UI: https://nominatim.openstreetmap.org/ui/search.html?q=Norman%2C+Oklahoma

API: https://nominatim.openstreetmap.org/search.php?q=Norman%2C+Oklahoma&format=jsonv2

[
  {
    "place_id": 307249622,
    "licence": "Data © OpenStreetMap contributors, ODbL 1.0. http://osm.org/copyright",
    "osm_type": "relation",
    "osm_id": 185049,
    "lat": "35.2225717",
    "lon": "-97.4394816",
    "category": "boundary",
    "type": "administrative",
    "place_rank": 16,
    "importance": 0.578488326850917,
    "addresstype": "city",
    "name": "Norman",
    "display_name": "Norman, Cleveland County, Oklahoma, United States",
    "boundingbox": [
      "35.1453180",
      "35.3483240",
      "-97.5474454",
      "-97.1769180"
    ]
  }
]

Compton, California

UI: https://nominatim.openstreetmap.org/ui/search.html?q=Compton%2C+California

API: https://nominatim.openstreetmap.org/search.php?q=Compton%2C+California&format=jsonv2

[
  {
    "place_id": 292329971,
    "licence": "Data © OpenStreetMap contributors, ODbL 1.0. http://osm.org/copyright",
    "osm_type": "relation",
    "osm_id": 112057,
    "lat": "33.894927",
    "lon": "-118.226624",
    "category": "boundary",
    "type": "administrative",
    "place_rank": 16,
    "importance": 0.564093251307199,
    "addresstype": "city",
    "name": "Compton",
    "display_name": "Compton, Los Angeles County, California, United States",
    "boundingbox": [
      "33.8630465",
      "33.9231979",
      "-118.2636590",
      "-118.1799460"
    ]
  }
]

Geting API data with Python

import json
import urllib

headers = {
    'User-Agent': 'Mozilla/5.0 (Windows NT 10.0; Win64; x64) AppleWebKit/537.36 (KHTML, like Gecko) Chrome/122.0.0.0 Safari/537.36',
    'Accept-Language': 'en-US,en;q=0.9',
    'Accept': 'text/html,application/xhtml+xml,application/xml;q=0.9,image/avif,image/webp,image/apng,*/*;q=0.8',
    'Connection': 'keep-alive',
    'Referer': 'https://www.google.com/',
    'DNT': '1',  # Do Not Track request header
    'Upgrade-Insecure-Requests': '1',
    'Cache-Control': 'no-cache',
    'Pragma': 'no-cache',
    'Sec-Fetch-Dest': 'document',
    'Sec-Fetch-Mode': 'navigate',
    'Sec-Fetch-Site': 'none',
    'Sec-Fetch-User': '?1',
}

url = "https://nominatim.openstreetmap.org/search.php?q=Compton%2C+California&format=json"

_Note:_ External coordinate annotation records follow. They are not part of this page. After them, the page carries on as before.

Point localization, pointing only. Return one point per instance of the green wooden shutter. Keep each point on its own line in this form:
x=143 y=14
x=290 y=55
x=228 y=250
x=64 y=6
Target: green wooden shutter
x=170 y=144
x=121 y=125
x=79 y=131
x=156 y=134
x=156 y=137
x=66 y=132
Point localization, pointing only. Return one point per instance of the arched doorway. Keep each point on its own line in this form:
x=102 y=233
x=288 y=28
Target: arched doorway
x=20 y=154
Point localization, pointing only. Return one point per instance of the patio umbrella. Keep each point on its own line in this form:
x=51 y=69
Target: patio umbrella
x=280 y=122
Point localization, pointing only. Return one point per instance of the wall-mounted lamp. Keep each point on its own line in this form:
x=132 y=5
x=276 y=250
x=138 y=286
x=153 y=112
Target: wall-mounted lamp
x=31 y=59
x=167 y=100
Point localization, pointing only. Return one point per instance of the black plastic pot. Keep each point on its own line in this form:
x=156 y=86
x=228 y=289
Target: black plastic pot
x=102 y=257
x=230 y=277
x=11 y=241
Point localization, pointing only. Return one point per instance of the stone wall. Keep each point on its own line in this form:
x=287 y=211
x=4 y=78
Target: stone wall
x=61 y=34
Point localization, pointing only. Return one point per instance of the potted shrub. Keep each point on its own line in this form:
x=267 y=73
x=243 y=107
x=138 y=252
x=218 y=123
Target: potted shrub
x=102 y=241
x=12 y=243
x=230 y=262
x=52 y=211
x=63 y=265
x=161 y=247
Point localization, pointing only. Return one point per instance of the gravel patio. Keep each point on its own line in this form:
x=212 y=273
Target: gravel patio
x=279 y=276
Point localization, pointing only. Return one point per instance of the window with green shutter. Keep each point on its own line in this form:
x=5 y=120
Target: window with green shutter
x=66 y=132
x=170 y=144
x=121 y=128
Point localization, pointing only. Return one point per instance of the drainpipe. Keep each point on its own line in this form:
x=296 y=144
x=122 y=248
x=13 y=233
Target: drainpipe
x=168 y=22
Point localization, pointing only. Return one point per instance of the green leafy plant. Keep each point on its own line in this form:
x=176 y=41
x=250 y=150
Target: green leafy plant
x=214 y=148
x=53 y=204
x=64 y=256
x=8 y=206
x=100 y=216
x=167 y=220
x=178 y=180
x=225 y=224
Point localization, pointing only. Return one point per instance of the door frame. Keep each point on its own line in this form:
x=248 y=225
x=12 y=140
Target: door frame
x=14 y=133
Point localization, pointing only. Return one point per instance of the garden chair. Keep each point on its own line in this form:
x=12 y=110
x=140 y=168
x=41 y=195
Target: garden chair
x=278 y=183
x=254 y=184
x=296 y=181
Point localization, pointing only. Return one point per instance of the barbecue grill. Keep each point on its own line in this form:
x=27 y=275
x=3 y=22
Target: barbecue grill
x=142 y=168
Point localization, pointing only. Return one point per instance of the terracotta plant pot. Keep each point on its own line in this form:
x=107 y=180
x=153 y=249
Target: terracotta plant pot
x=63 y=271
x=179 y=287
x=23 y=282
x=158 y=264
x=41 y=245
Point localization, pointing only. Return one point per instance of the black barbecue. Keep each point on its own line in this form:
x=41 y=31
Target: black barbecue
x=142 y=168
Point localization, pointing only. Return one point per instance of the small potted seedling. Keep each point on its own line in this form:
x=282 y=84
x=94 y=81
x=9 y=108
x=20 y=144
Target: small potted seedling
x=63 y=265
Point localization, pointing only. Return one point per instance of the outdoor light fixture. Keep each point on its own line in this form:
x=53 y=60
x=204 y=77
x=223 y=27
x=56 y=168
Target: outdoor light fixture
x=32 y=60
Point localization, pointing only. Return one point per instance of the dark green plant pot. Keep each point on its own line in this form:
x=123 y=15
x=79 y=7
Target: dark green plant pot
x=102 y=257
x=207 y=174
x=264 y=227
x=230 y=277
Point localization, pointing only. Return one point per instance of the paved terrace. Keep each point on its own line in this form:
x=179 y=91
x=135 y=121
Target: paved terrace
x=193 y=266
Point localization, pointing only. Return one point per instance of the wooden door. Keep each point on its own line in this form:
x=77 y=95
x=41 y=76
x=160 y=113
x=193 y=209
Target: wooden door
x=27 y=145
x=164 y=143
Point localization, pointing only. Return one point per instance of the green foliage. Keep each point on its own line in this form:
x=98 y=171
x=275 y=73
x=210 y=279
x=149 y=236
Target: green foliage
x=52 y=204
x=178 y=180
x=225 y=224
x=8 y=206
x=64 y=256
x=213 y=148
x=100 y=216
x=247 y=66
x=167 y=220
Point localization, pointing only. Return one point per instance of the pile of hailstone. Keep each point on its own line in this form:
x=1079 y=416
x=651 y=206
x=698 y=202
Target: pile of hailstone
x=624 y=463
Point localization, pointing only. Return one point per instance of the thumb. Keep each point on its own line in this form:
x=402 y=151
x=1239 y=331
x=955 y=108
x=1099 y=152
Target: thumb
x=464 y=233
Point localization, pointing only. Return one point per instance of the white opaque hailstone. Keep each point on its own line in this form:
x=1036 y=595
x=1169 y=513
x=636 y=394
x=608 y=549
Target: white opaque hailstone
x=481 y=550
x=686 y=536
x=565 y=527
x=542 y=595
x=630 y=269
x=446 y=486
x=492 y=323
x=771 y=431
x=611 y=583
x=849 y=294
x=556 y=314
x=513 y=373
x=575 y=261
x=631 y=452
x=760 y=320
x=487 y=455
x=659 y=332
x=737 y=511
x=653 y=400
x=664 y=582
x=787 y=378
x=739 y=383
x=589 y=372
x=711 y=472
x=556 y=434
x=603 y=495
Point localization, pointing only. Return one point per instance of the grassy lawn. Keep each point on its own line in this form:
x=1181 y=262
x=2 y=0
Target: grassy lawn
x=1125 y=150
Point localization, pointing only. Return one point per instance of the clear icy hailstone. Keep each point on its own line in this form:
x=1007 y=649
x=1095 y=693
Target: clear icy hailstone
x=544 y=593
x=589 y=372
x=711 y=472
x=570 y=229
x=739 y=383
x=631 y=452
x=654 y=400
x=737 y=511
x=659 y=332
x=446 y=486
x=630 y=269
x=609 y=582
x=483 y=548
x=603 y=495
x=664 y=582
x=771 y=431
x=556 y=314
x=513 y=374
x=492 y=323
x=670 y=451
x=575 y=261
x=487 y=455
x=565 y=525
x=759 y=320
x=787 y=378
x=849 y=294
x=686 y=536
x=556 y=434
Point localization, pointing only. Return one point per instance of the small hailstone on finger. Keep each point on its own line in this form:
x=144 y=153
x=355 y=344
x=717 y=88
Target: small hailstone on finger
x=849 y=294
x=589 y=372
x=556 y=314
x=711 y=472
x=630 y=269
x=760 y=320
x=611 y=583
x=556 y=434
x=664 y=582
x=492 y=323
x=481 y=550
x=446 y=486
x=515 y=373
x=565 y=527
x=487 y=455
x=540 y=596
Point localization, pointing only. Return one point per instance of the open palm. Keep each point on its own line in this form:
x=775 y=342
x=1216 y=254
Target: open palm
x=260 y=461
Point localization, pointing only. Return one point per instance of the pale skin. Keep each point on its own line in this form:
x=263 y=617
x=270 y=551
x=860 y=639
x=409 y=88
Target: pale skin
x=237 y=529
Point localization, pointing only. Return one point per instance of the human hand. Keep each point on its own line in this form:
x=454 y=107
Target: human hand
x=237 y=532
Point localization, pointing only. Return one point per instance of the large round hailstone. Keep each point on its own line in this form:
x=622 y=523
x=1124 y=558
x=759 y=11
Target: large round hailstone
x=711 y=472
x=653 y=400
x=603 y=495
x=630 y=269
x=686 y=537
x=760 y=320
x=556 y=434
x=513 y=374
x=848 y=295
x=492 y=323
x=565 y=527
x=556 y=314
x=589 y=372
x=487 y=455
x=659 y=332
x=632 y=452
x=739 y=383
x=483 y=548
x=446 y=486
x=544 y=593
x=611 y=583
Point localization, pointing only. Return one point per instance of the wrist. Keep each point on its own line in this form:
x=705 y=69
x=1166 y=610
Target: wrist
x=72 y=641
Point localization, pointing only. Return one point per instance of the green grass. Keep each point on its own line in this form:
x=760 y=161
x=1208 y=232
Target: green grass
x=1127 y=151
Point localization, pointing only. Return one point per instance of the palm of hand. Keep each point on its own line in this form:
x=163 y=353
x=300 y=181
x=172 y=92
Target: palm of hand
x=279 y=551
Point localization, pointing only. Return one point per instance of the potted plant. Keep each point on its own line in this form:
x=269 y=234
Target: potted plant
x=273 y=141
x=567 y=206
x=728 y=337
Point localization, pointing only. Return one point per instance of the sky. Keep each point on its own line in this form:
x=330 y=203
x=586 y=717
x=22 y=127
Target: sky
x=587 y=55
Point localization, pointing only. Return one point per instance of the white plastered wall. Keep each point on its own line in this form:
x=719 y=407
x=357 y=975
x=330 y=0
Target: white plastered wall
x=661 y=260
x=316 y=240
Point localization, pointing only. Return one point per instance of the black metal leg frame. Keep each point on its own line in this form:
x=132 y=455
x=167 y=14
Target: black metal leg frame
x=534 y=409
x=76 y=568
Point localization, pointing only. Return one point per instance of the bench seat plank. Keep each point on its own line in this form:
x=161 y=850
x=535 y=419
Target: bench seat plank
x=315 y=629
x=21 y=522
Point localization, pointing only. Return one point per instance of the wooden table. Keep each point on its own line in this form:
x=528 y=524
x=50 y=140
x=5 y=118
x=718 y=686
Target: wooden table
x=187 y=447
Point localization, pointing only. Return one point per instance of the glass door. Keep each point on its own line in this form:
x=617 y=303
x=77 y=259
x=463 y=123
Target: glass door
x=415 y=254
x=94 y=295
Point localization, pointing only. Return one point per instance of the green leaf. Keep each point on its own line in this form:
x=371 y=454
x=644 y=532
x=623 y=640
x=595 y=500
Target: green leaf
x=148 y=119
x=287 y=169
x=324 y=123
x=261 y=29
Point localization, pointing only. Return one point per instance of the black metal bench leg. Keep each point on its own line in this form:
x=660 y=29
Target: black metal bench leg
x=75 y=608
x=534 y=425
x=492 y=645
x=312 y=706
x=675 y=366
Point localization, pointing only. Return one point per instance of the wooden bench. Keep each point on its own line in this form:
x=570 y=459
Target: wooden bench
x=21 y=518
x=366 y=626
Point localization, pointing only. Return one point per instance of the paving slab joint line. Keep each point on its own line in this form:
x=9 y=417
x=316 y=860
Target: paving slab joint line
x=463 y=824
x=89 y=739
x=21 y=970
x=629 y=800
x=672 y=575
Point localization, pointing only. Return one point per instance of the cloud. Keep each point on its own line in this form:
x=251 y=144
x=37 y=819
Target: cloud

req = urllib.request.Request(url, headers=headers)
with urllib.request.urlopen(req) as response:
    data = response.read().decode('utf-8')
    json_data = json.loads(data)


print(json_data, file=open('mydata.json', 'a'))

Note: that it is good to have a header that you can use to fetch data when needed. We can make this a function².

We coud do this same request from the command line and save it to a file with the following commands

curl -s ${URL} > citydata.json
wget -O citydata.json ${URL}

JSON: Get weather information

Now that we have the lat long info lets get the weather data.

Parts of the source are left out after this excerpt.